Toutefois, il est important de noter que selon la façon dont ils sont implémentés, les scripts tiers ne dégradent pas forcément les temps de chargement. Pour profiter de leurs avantages sans détériorer la vitesse et l'UX, l'optimisation du frontend est primordiale. Les pages doivent être légères et les scripts priorisés et ce, afin d'absorber le poids et l'impact de ces third parties. Ces services à valeur ajoutée pourront ainsi être intégrés sans créer d'expérience frustrante pour les utilisateurs.

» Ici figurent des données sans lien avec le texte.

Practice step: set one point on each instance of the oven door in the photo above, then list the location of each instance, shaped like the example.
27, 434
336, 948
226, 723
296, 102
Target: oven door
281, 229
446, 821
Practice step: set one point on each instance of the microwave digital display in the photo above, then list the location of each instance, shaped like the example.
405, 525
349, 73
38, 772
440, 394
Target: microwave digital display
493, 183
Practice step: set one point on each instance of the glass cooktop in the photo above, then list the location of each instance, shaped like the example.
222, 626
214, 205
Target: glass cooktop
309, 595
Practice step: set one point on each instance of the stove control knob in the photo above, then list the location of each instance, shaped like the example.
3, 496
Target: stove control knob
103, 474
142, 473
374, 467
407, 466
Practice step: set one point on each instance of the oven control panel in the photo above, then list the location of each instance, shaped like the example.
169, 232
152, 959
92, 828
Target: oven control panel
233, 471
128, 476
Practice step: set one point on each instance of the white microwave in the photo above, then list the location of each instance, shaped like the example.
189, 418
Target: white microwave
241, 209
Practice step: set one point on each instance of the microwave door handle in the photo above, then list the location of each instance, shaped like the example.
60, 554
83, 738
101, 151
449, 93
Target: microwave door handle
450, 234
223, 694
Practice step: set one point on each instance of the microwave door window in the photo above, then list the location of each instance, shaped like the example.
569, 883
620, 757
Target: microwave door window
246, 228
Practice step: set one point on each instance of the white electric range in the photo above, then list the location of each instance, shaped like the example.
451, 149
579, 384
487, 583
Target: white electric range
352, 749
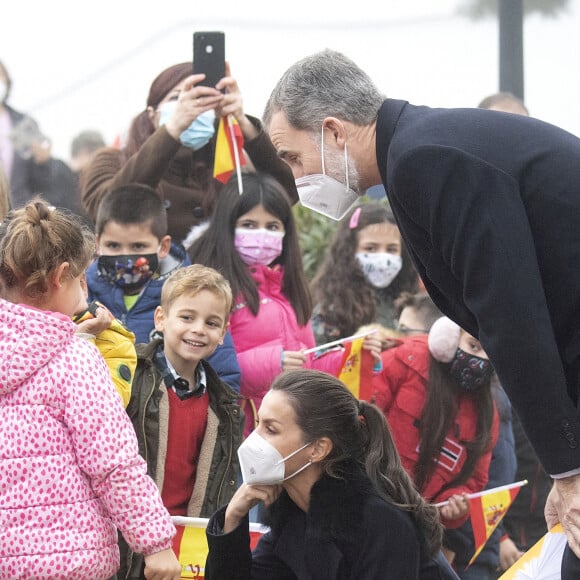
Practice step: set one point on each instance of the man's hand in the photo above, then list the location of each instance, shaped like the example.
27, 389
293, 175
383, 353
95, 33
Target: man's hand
563, 506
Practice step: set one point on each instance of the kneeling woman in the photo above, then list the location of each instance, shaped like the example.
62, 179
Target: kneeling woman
341, 504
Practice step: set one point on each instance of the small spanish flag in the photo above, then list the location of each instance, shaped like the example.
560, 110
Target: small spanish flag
229, 155
357, 369
487, 509
190, 544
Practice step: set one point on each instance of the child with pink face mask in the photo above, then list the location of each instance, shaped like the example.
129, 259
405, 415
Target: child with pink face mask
252, 240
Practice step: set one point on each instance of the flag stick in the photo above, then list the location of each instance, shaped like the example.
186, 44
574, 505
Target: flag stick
236, 154
339, 341
486, 491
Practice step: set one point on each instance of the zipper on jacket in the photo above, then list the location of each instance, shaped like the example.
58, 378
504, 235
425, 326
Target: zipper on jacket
229, 465
145, 447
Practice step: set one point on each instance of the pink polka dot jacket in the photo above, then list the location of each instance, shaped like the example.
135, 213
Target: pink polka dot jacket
70, 472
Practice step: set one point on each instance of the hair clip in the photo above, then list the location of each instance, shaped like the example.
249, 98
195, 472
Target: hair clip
354, 218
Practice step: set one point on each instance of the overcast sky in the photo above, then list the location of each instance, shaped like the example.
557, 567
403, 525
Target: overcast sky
79, 65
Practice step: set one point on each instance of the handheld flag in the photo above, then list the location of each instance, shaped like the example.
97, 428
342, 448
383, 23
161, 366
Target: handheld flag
228, 150
487, 509
190, 544
357, 369
543, 561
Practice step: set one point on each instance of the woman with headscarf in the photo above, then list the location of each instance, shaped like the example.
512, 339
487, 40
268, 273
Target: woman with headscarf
171, 147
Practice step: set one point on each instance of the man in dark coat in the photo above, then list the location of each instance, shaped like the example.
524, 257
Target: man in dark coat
489, 205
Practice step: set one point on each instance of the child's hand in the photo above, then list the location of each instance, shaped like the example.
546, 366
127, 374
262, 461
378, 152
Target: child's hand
373, 344
245, 498
102, 320
162, 565
292, 360
457, 507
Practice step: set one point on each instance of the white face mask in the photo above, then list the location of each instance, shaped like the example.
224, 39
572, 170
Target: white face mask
262, 464
324, 194
379, 268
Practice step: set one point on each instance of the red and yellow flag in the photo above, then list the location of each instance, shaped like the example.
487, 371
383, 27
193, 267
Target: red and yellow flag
190, 545
228, 148
487, 509
357, 369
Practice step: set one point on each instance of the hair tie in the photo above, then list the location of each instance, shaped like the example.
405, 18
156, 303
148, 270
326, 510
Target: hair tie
354, 218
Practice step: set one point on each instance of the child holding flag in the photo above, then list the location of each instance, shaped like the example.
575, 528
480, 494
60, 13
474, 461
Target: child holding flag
436, 395
252, 241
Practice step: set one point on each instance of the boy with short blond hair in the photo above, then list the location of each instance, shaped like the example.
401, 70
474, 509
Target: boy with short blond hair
135, 258
188, 422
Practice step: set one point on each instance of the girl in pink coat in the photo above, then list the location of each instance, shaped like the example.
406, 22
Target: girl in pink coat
252, 240
70, 471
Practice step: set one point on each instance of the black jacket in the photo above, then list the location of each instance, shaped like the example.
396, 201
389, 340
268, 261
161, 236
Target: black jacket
349, 532
489, 205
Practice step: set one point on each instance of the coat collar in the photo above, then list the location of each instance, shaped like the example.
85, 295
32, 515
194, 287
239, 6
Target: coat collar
335, 504
387, 121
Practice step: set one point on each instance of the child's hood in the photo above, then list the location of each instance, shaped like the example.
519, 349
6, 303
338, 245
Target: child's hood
177, 258
29, 339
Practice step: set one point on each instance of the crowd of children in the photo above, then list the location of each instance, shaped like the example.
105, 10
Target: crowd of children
141, 379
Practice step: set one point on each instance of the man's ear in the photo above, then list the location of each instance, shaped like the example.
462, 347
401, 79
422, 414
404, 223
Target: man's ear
334, 132
159, 318
321, 448
164, 247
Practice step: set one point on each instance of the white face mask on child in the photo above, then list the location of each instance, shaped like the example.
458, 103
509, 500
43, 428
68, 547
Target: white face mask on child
262, 464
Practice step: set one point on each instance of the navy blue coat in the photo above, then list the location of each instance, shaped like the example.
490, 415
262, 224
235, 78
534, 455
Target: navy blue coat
348, 533
489, 205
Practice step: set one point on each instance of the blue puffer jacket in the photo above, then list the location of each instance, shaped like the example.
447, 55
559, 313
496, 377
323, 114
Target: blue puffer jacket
139, 319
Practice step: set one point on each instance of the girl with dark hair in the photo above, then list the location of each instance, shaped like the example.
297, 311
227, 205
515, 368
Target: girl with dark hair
171, 147
340, 503
365, 269
436, 394
252, 240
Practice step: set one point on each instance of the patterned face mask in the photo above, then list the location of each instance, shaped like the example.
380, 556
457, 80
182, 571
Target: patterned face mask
471, 372
380, 268
130, 272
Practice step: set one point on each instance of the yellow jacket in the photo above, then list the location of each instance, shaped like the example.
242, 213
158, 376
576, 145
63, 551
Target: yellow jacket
117, 346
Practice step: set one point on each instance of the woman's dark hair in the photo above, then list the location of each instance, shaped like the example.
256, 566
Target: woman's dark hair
215, 247
324, 407
437, 418
198, 163
340, 286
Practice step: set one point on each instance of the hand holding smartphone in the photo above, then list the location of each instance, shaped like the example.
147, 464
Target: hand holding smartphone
209, 56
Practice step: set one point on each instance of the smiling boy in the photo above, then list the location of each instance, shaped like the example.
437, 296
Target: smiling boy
187, 420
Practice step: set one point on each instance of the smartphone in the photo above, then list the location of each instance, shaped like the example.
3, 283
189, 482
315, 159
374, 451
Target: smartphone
209, 56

Enfin, pour savoir si un site est assez rapide, il faut aussi le comparer à son propre écosystème, car selon les secteurs d'activité, les sites n'ont pas la même complexité. C'est un point de repère important pour savoir comment se situer, et ce qui reste à mettre en pratique pour améliorer les performances.

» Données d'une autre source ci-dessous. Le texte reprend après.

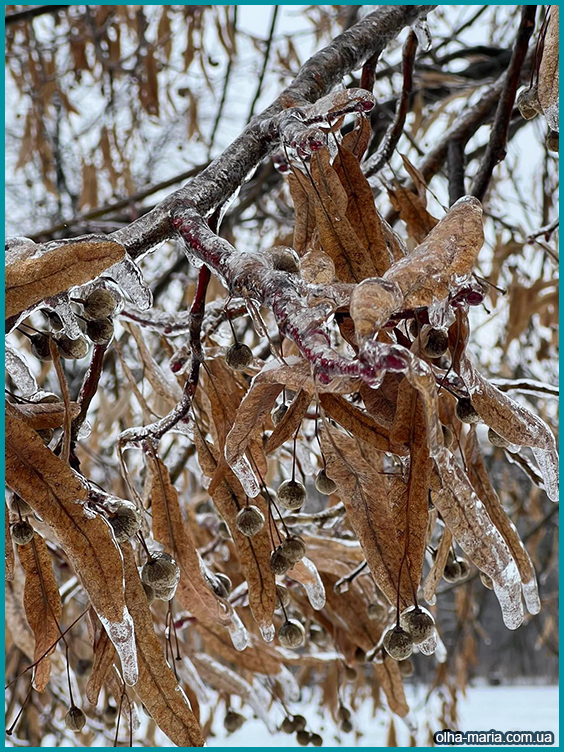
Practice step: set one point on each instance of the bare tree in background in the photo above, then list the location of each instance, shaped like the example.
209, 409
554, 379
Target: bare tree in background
284, 427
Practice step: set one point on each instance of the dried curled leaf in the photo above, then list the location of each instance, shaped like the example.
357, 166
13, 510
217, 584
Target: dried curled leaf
172, 531
53, 490
157, 687
364, 494
57, 266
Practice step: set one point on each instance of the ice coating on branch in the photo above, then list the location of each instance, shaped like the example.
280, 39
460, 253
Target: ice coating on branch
18, 369
246, 477
128, 276
122, 634
61, 305
238, 632
305, 572
423, 34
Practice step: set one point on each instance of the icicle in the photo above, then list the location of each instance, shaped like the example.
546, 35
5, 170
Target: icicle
128, 276
423, 34
60, 304
305, 572
122, 634
18, 369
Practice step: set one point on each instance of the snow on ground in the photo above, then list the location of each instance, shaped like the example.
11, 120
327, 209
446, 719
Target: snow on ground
517, 708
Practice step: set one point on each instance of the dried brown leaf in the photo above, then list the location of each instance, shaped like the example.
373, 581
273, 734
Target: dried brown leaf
42, 603
61, 265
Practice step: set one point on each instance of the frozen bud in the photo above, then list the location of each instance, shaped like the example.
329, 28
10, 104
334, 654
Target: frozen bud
100, 331
293, 548
19, 506
299, 722
324, 484
398, 643
419, 624
291, 634
465, 412
278, 562
22, 532
126, 522
39, 344
448, 437
249, 520
71, 349
291, 494
160, 571
284, 259
436, 343
75, 719
303, 738
406, 667
278, 413
497, 440
239, 356
452, 571
377, 611
486, 580
464, 569
233, 721
100, 304
282, 597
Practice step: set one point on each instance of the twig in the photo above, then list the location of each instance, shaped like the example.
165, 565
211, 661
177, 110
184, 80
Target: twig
496, 149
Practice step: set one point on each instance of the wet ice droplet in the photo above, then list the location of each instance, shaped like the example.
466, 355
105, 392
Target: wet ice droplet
18, 369
128, 276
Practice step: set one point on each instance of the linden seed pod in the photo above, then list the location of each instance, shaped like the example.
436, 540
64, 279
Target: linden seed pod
324, 484
288, 725
465, 412
448, 437
238, 356
497, 440
160, 571
282, 597
249, 520
19, 506
377, 611
464, 569
22, 532
299, 722
291, 634
126, 522
149, 592
406, 667
486, 580
233, 721
303, 737
100, 304
165, 593
39, 344
436, 344
71, 349
75, 719
100, 331
398, 644
293, 548
291, 494
452, 572
278, 562
284, 259
343, 713
418, 624
278, 413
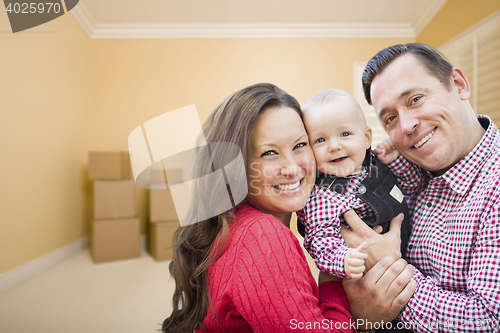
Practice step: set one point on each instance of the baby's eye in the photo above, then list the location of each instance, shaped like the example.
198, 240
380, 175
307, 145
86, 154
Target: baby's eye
389, 119
269, 153
300, 145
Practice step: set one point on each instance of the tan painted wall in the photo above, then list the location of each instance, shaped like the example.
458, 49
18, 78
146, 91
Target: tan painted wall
455, 17
45, 89
136, 80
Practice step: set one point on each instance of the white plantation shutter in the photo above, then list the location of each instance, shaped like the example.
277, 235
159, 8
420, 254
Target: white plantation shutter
477, 53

Vitesse de chargement: comment se situer par rapport à son écosystème
En matière de vitesse, tous les marchés n'en sont pas au même point, et n'ont pas les mêmes contraintes. Par exemple, les revenus publicitaires sont vitaux pour les sites médias, les sites e-commerce ont besoin de proposer des contenus personnalisés qui répondent aux besoins de leurs clients... Les options et les leviers pour accélérer un site peuvent être différents selon le contexte. C'est pourquoi, pour savoir si un site est assez rapide, il faut pouvoir le comparer à ceux des concurrents.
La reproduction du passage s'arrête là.